我孫子の景観を育てる会 第26号 2008.4.19発行
シリーズ「我孫子らしさ」(3) 「我孫子らしさ」についての個人史的意見     田中 和夫(会員)
前々回の「景観あびこ」で高野瀬さんが問題提起された「我孫子らしさ」について、前回の富樫さんに続いて私見を述べさせていただく。

我孫子で生まれ、約20年を過ごした私にとって、原風景としてまず浮かぶのは、我孫子駅前にそびえ立っていた石橋製糸の工場と、同じく駅前にあった木造の自転車置場である。幼心に、工場の影で薄暗く、機械の音がこだまする道は恐ろしく感じられた。1970年代後半のことである。中学生の時、工場はイトーヨーカドーに姿を変えたが、その光景は不思議と脳裏に焼き付いている。ただしこれは心象風景として暗い部分に当たるのかも知れない。明るい部分は、家族や友人と一緒に思い出される、手賀沼遊歩道や数多くの坂道、利根川沿いの土手、そして母方の実家のある布佐の街並みといったところ。当たり前に過ごした日常を彩る背景のようなものであり、当時から「我孫子らしい」景観として意識していたわけではなかった。

「我孫子らしさ」を意識するようになったのは、大学進学とともに東北で一人暮らしを始めてからである。年2、3回程度我孫子に帰郷するたびに、街並みが目まぐるしく変化し、戸惑うことが増えたからだと思う。以降、時間を見つけては、坂や森、ハケの道、そして手賀沼など、記憶の跡を辿るべく、自転車で巡るようになった。

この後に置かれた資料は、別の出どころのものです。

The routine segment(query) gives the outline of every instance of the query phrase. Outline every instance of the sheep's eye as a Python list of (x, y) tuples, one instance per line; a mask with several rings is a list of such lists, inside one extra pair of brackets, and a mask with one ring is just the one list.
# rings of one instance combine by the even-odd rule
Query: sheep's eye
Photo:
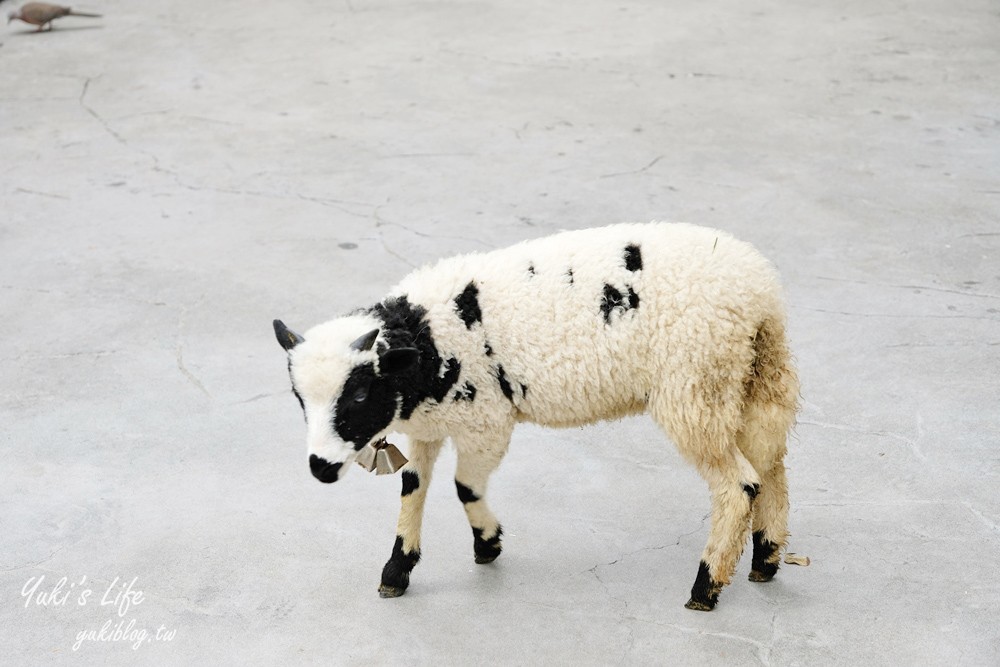
[(358, 391), (354, 394), (354, 402), (355, 403), (364, 403), (367, 400), (368, 400), (368, 390), (367, 389), (358, 389)]

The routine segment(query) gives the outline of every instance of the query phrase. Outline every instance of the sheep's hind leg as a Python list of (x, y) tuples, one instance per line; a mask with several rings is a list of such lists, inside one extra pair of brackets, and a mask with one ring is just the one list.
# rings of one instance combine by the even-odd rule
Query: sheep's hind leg
[(442, 440), (414, 441), (410, 446), (410, 461), (403, 466), (403, 490), (400, 496), (399, 522), (392, 556), (382, 568), (379, 596), (399, 597), (410, 585), (410, 572), (420, 560), (420, 527), (424, 518), (424, 501), (431, 482), (434, 461), (441, 451)]
[(761, 477), (760, 495), (753, 507), (753, 560), (750, 581), (771, 581), (778, 572), (788, 541), (788, 483), (785, 464), (778, 461)]
[(730, 582), (750, 532), (760, 478), (735, 448), (715, 465), (699, 466), (712, 492), (712, 527), (698, 565), (691, 598), (684, 606), (698, 611), (715, 608), (722, 587)]
[(485, 448), (466, 449), (463, 443), (456, 443), (458, 468), (455, 471), (455, 489), (472, 527), (472, 547), (479, 564), (492, 563), (502, 550), (500, 538), (503, 529), (486, 504), (486, 485), (507, 453), (508, 443), (509, 436)]

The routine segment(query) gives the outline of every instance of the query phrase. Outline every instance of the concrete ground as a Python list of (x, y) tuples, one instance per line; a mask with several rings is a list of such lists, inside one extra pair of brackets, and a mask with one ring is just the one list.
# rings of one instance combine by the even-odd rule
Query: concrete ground
[[(994, 3), (77, 8), (0, 33), (0, 662), (1000, 663)], [(310, 476), (272, 318), (649, 219), (782, 272), (812, 564), (688, 611), (708, 494), (653, 423), (525, 426), (501, 558), (445, 455), (379, 599), (399, 479)]]

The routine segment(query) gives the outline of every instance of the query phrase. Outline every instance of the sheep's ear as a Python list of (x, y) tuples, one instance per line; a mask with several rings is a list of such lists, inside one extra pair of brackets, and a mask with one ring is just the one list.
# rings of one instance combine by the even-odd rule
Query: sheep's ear
[(382, 375), (405, 373), (420, 362), (420, 353), (414, 347), (397, 347), (378, 355), (378, 370)]
[(378, 338), (378, 329), (372, 329), (361, 338), (351, 343), (351, 349), (357, 350), (358, 352), (367, 352), (372, 349), (372, 345), (375, 344), (375, 339)]
[(293, 347), (305, 340), (302, 336), (286, 327), (285, 323), (281, 320), (274, 321), (274, 335), (286, 352), (291, 352)]

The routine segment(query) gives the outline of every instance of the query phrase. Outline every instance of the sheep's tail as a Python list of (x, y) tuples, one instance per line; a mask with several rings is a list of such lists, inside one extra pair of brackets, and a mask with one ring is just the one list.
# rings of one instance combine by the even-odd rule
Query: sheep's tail
[(785, 323), (765, 319), (753, 337), (753, 363), (745, 390), (748, 404), (773, 404), (793, 413), (799, 406), (799, 377), (788, 349)]
[(103, 16), (101, 14), (91, 14), (89, 12), (78, 12), (75, 9), (69, 10), (69, 15), (70, 16), (86, 16), (87, 18), (90, 18), (90, 19), (103, 18)]

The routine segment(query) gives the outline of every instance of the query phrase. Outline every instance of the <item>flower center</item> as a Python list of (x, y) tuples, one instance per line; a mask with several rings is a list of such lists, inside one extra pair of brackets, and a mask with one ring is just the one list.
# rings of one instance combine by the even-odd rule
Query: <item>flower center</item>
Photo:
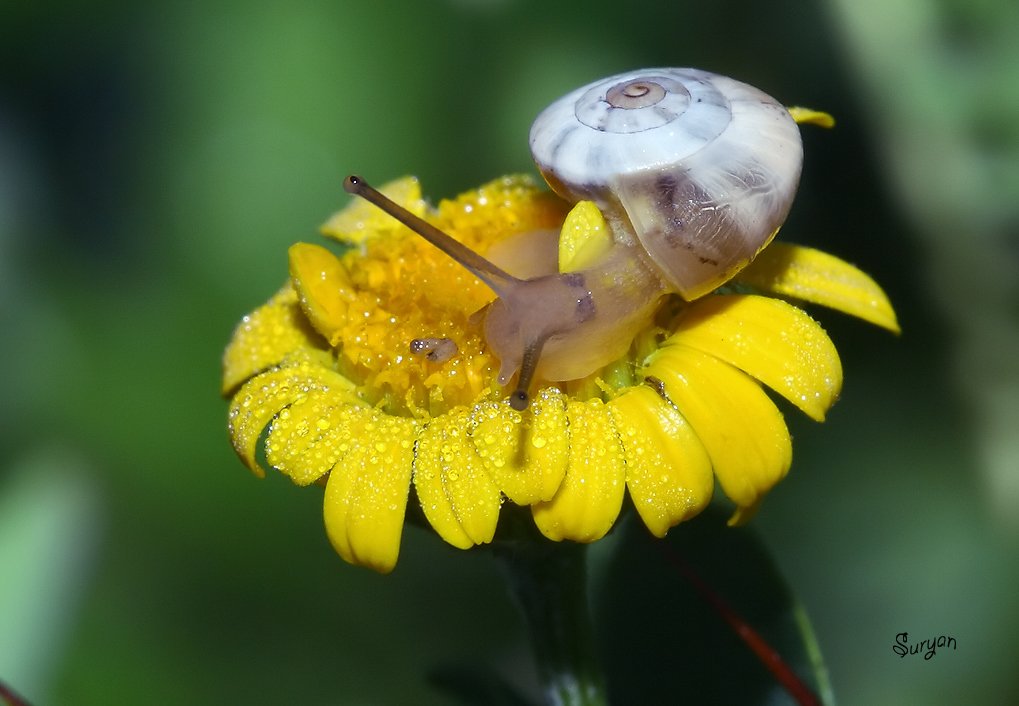
[[(485, 253), (507, 238), (562, 225), (566, 204), (530, 180), (508, 177), (443, 201), (425, 218)], [(327, 336), (340, 372), (391, 414), (431, 417), (502, 394), (499, 361), (483, 336), (492, 291), (405, 228), (342, 257), (350, 280), (343, 325)]]

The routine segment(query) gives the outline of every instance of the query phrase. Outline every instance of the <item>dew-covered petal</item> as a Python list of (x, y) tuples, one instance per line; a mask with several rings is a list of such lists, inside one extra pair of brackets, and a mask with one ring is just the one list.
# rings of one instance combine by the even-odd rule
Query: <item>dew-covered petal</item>
[(566, 401), (559, 390), (543, 389), (523, 413), (505, 400), (482, 402), (471, 419), (471, 440), (506, 497), (517, 505), (531, 505), (555, 495), (570, 448)]
[(312, 389), (272, 420), (266, 460), (297, 485), (314, 483), (357, 446), (366, 415), (352, 383)]
[(290, 246), (290, 279), (301, 310), (311, 325), (335, 346), (348, 324), (348, 307), (355, 295), (339, 259), (320, 245)]
[(662, 382), (737, 506), (752, 507), (789, 471), (792, 443), (782, 414), (746, 373), (680, 344), (652, 354), (643, 372)]
[(683, 311), (665, 343), (682, 343), (736, 366), (819, 422), (842, 389), (842, 363), (828, 334), (779, 299), (699, 299)]
[(326, 482), (326, 534), (346, 561), (388, 573), (400, 553), (419, 425), (376, 409), (352, 417), (350, 449)]
[(607, 405), (626, 459), (626, 487), (656, 537), (699, 513), (714, 479), (704, 445), (675, 407), (646, 385)]
[(251, 378), (234, 395), (228, 413), (230, 442), (244, 465), (262, 477), (265, 471), (255, 458), (258, 439), (277, 414), (309, 395), (330, 390), (343, 395), (352, 389), (353, 383), (324, 367), (314, 353), (291, 359)]
[(223, 352), (223, 394), (302, 348), (322, 347), (301, 313), (290, 284), (241, 319)]
[(470, 413), (462, 407), (431, 419), (414, 454), (414, 488), (425, 517), (460, 549), (492, 541), (501, 502), (468, 436), (469, 426)]
[[(379, 191), (415, 216), (425, 214), (421, 184), (415, 177), (403, 177), (384, 184)], [(322, 225), (322, 234), (341, 243), (359, 245), (366, 240), (388, 238), (404, 229), (392, 216), (364, 199), (353, 199)]]
[(593, 542), (611, 529), (622, 506), (623, 447), (601, 400), (570, 399), (566, 415), (570, 429), (566, 476), (555, 496), (532, 505), (531, 511), (549, 539)]
[(772, 243), (735, 282), (820, 304), (899, 333), (892, 303), (870, 275), (820, 250)]

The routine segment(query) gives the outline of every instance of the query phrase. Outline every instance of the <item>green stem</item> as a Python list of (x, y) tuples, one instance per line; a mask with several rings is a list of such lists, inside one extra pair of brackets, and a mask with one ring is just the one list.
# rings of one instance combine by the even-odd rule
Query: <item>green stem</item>
[(535, 536), (496, 545), (524, 614), (549, 706), (606, 706), (587, 601), (587, 545)]

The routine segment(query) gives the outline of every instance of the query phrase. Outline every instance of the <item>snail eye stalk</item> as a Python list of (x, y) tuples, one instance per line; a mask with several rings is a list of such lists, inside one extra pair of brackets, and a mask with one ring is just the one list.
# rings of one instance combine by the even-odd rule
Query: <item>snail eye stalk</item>
[[(451, 258), (460, 263), (475, 277), (487, 284), (496, 295), (508, 301), (513, 298), (514, 292), (528, 290), (528, 280), (521, 280), (509, 274), (494, 263), (477, 254), (463, 243), (453, 239), (442, 232), (423, 218), (400, 206), (392, 199), (385, 196), (378, 189), (375, 189), (361, 177), (351, 174), (343, 180), (343, 188), (347, 193), (360, 196), (369, 203), (377, 206), (382, 211), (400, 221), (412, 231), (420, 235), (435, 247), (442, 250)], [(528, 388), (534, 373), (538, 368), (538, 360), (541, 357), (541, 349), (545, 343), (545, 337), (538, 337), (529, 340), (524, 346), (523, 360), (520, 368), (517, 388), (510, 396), (510, 405), (517, 411), (527, 409), (530, 403)], [(412, 342), (412, 346), (414, 342)], [(438, 357), (431, 357), (437, 360)]]

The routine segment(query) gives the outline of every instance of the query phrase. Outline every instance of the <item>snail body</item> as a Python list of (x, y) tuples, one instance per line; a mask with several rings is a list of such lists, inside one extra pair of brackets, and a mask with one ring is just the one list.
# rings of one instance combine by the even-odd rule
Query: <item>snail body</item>
[(584, 377), (620, 357), (661, 298), (687, 301), (745, 267), (785, 221), (799, 182), (799, 129), (758, 89), (695, 69), (645, 69), (579, 88), (535, 120), (531, 152), (563, 198), (592, 201), (612, 233), (577, 272), (545, 263), (519, 279), (356, 177), (345, 187), (442, 248), (498, 295), (485, 338), (499, 381)]

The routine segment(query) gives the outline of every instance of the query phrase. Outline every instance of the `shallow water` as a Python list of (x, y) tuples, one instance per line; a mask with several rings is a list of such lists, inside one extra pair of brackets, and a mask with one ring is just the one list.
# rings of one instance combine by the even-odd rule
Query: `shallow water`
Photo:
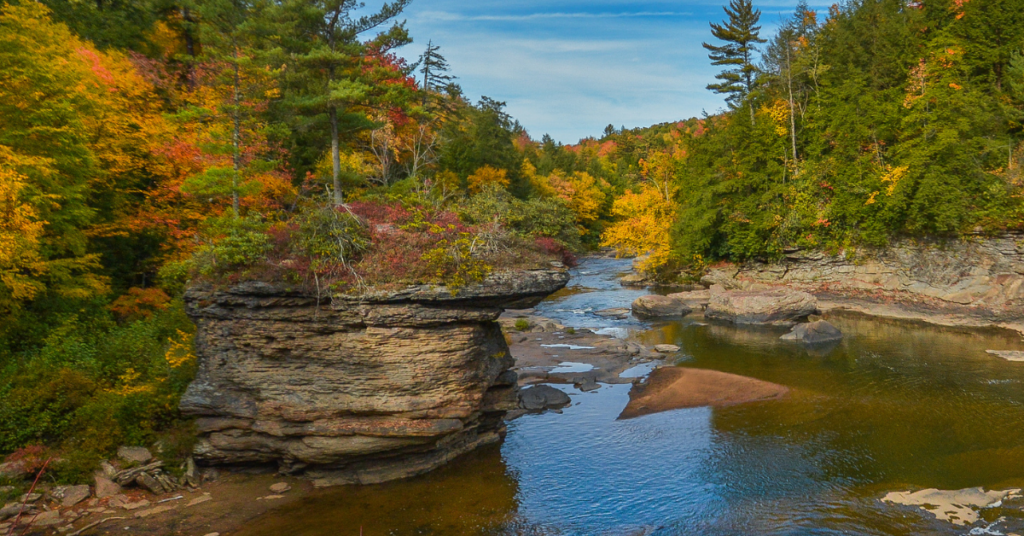
[[(642, 324), (593, 310), (628, 307), (622, 261), (585, 263), (575, 289), (538, 314), (578, 328), (624, 327), (682, 347), (679, 366), (787, 385), (790, 396), (627, 421), (628, 385), (570, 393), (563, 414), (509, 423), (500, 447), (423, 477), (319, 492), (244, 535), (1005, 534), (1024, 513), (983, 511), (955, 527), (883, 504), (888, 491), (1024, 484), (1024, 349), (1004, 331), (834, 317), (846, 338), (805, 348), (785, 330), (688, 319)], [(589, 309), (590, 311), (587, 311)], [(560, 315), (560, 316), (559, 316)], [(998, 517), (1006, 519), (993, 525)], [(986, 532), (980, 528), (990, 527)]]

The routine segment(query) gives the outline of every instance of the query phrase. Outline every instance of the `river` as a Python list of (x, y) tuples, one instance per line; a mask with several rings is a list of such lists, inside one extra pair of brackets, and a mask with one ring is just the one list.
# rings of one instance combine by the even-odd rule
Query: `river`
[[(825, 348), (784, 329), (700, 318), (644, 323), (628, 262), (587, 259), (537, 314), (682, 347), (682, 367), (786, 385), (783, 400), (616, 420), (629, 385), (570, 393), (563, 413), (509, 423), (500, 446), (422, 477), (323, 490), (242, 530), (281, 535), (760, 535), (1024, 533), (1019, 504), (956, 526), (880, 499), (891, 491), (1024, 486), (1024, 349), (1016, 333), (833, 316)], [(571, 354), (567, 357), (571, 357)]]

近年の開発は小奇麗にまとめられ過ぎていて、どこの駅を降りても同じような駅前広場とコンビニ、そしてショッピングセンターが立ち並ぶ様は、訪れた時の新鮮な気分さえも奪ってしまう。最近はそれらにマンションが加わり、いよいよ地域性は稀有のものとなってきた感がある。ここ数年の我孫子の開発も、残念ながら例外ではない。
良好な住環境を作ることに異論はないが、手法として、大規模な開発による整備ではなく、それこそ「我孫子らしい」、新旧混在のまちづくり手法があるはずだと期待していた。かつて我孫子駅北口にあったダイエーが姿を消した時の衝撃は大きかったが、それを上回る規模で、要塞のようにマンションが立ち並ぶ姿は、我孫子ってこんな街だったかと、新たな衝撃をもたらした。

最近、私の実家のある地区でも、高層マンション建設計画が出たことを知った。小さい頃からの遊び場だった、通称「みどり池」を含む緑地帯が埋め立てられ、整地されてしまうというのは、従来の発想では考えられないことだった。土地の歴史を無視した乱開発は、後世へ大きな負債をもたらす。

街の発展と、歴史的風土・文化的資源の維持保全は、対立概念として捉えるものではない。新旧混在の文化を育てていくことが、よりよい我孫子を創出することに繋がっていくのだと思う。

職場の同僚に、我孫子に終の棲家を探し求めている方がいる。二人で我孫子話に花を咲かせていると、かつて過ごした思い出の地としての我孫子を話している自分がいる。我孫子を離れて7年目を迎えるが、私の原点であるという意識は常に持っている。

今回は「我孫子らしさ」という概念に対し、心象風景的な面からのアプローチを試みたが、曖昧なまま終わってしまった。今後、「我孫子らしさ」について自信を持って紹介出来るよう、当会の活動を通して皆さんと一緒に考えていきたいと思う。